Le baron lui avait promis des plaisirs plus vifs: il tint parole. Il ne l'enferma pas dans le faubourg comme dans une forteresse; il lui fit voir un peuple moins collet-monté. Il le conduisit sur la lisière du grand monde, dans quelques-uns de ces salons dont on médit sans preuves, mais non sans raison. Il le présenta à des veuves dont le mari n'était jamais venu à Paris, à des femmes légitimement mariées, mais brouillées avec leur famille, à des marquises exilées du faubourg à la suite d'une action d'éclat, à des personnes honorables qui menaient grand train sans fortune connue. Cette société mitoyenne touche par un côté au monde et par l'autre au demi-monde. Je ne conseillerai pas à une mère d'y conduire sa fille, mais bien des fils y vont avec leur père, et en sortent comme ils y sont entrés. On n'y trouve pas cette austérité de moeurs, cette vie patriarcale, ce ton parfait, ce langage digne et soutenu qui règne dans les vieux salons du faubourg, mais on y danse convenablement, on y joue sans tricher, et l'on n'y vole pas les paletots dans l'antichambre. C'est dans une de ces maisons que le duc tomba en présence de Mme Chermidy.

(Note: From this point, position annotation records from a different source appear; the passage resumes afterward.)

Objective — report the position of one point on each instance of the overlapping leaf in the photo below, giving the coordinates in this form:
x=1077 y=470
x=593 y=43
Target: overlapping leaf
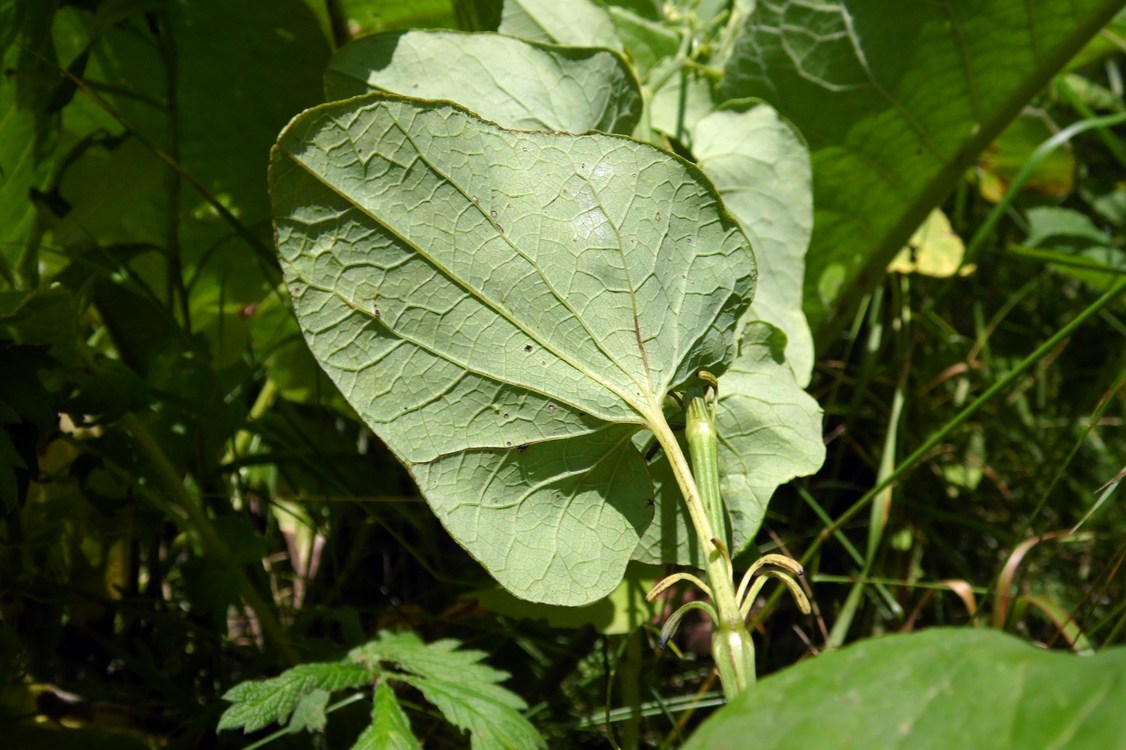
x=769 y=432
x=506 y=310
x=895 y=106
x=943 y=688
x=761 y=168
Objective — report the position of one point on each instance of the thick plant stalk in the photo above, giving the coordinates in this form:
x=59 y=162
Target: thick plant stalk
x=732 y=648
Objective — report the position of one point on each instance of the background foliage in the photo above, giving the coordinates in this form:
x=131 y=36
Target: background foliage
x=188 y=503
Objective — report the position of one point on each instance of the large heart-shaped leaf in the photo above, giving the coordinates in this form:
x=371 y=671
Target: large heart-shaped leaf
x=940 y=688
x=506 y=310
x=895 y=107
x=515 y=83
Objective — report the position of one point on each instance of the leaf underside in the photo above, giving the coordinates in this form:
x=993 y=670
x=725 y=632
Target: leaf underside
x=506 y=310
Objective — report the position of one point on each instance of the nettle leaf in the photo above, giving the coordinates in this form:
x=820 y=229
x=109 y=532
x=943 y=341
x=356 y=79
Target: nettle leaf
x=515 y=83
x=769 y=432
x=390 y=728
x=575 y=21
x=257 y=704
x=761 y=168
x=465 y=690
x=940 y=688
x=506 y=310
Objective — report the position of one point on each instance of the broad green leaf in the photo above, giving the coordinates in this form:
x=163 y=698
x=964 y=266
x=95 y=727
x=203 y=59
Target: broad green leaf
x=936 y=689
x=761 y=168
x=579 y=23
x=515 y=83
x=506 y=310
x=390 y=728
x=895 y=107
x=622 y=612
x=769 y=432
x=257 y=704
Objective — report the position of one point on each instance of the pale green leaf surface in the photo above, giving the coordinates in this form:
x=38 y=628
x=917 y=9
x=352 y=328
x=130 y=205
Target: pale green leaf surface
x=931 y=690
x=895 y=106
x=474 y=707
x=578 y=23
x=390 y=728
x=761 y=168
x=769 y=432
x=257 y=704
x=516 y=83
x=506 y=310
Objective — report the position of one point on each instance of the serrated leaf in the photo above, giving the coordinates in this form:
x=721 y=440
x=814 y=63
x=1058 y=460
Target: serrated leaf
x=506 y=310
x=931 y=690
x=390 y=728
x=309 y=714
x=580 y=23
x=895 y=107
x=437 y=659
x=455 y=680
x=769 y=432
x=761 y=168
x=516 y=83
x=257 y=704
x=475 y=708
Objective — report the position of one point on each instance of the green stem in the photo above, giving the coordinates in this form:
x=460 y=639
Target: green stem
x=732 y=648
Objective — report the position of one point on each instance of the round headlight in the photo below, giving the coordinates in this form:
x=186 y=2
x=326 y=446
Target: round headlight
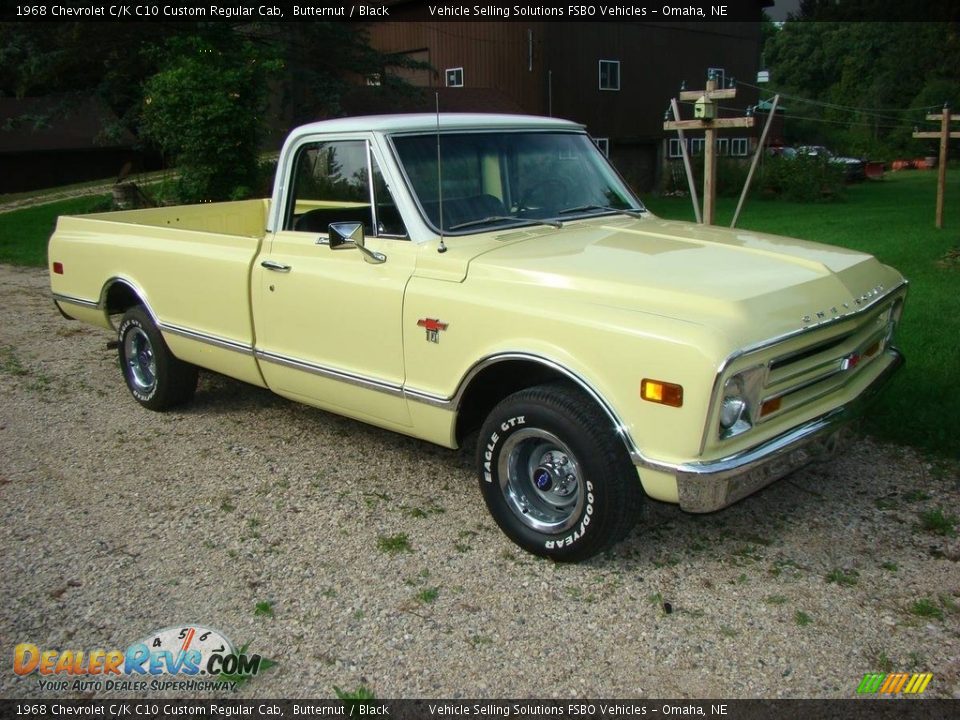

Elle le reconnut au premier coup d'oeil, pour l'avoir vu le jour du mariage. Elle savait qu'il était grand-père de son fils, père de Germaine et millionnaire aux dépens de don Diego. Une femme de l'étoffe de Mme Chermidy n'oublie jamais la figure d'un homme à qui elle a donné un million. Elle n'aurait pas été fâchée de le connaître de plus près, mais elle était trop fine pour risquer un pas en avant. Le duc lui épargna les trois quarts du chemin. Dès qu'il sut qui elle était, il se présenta lui-même, avec une impertinence dont le spectacle eût réjoui toutes les honnêtes femmes de Paris. Rien ne flatte plus profondément les femmes vertueuses que de voir traiter sans façon celles qui ne le sont pas.
Le duc n'avait pas l'intention d'offenser une jolie femme et de renier en un seul jour la religion de toute sa vie; mais il parlait aux gens dans leur langage, et il croyait savoir la nationalité de Mme Chermidy. Il s'assit familièrement auprès d'elle et lui dit:
«Madame, permettez-moi de vous présenter un de vos vieux admirateurs, le duc de La Tour d'Embleuse. J'ai déjà eu le plaisir de vous voir à Saint-Thomas d'Aquin. Nous sommes un peu de la même famille: alliés par les enfants. Permettez donc qu'en bon parent je vous tende la main gauche.»
Mme Chermidy, qui raisonnait avec la promptitude de l'éclair, comprit au premier mot la position qui lui était faite. Quelque réponse qu'elle imaginât, le duc avait le dessus. Au lieu d'accepter la main qu'il lui tendait, elle se leva par un mouvement de douleur et de dignité qui fit valoir toute la richesse de sa taille, et elle s'avança vers la porte sans retourner la tête, comme une reine outragée par le dernier de ses sujets.
Le vieillard fut pris au piège. Il courut à elle, et balbutia quelques paroles d'excuse. La belle Arlésienne jeta sur lui un regard si brillant, qu'il crut y voir glisser une larme. Elle lui dit à demi-voix, avec une émotion bien contenue ou bien jouée: «Monsieur le duc, vous ne savez pas, vous ne pouvez pas comprendre. Venez demain à deux heures; je serai seule, nous causerons.»
Là-dessus elle s'éloigna, en femme qui ne veut plus rien entendre, et cinq minutes plus tard la voiture roulait sur le sable de la cour.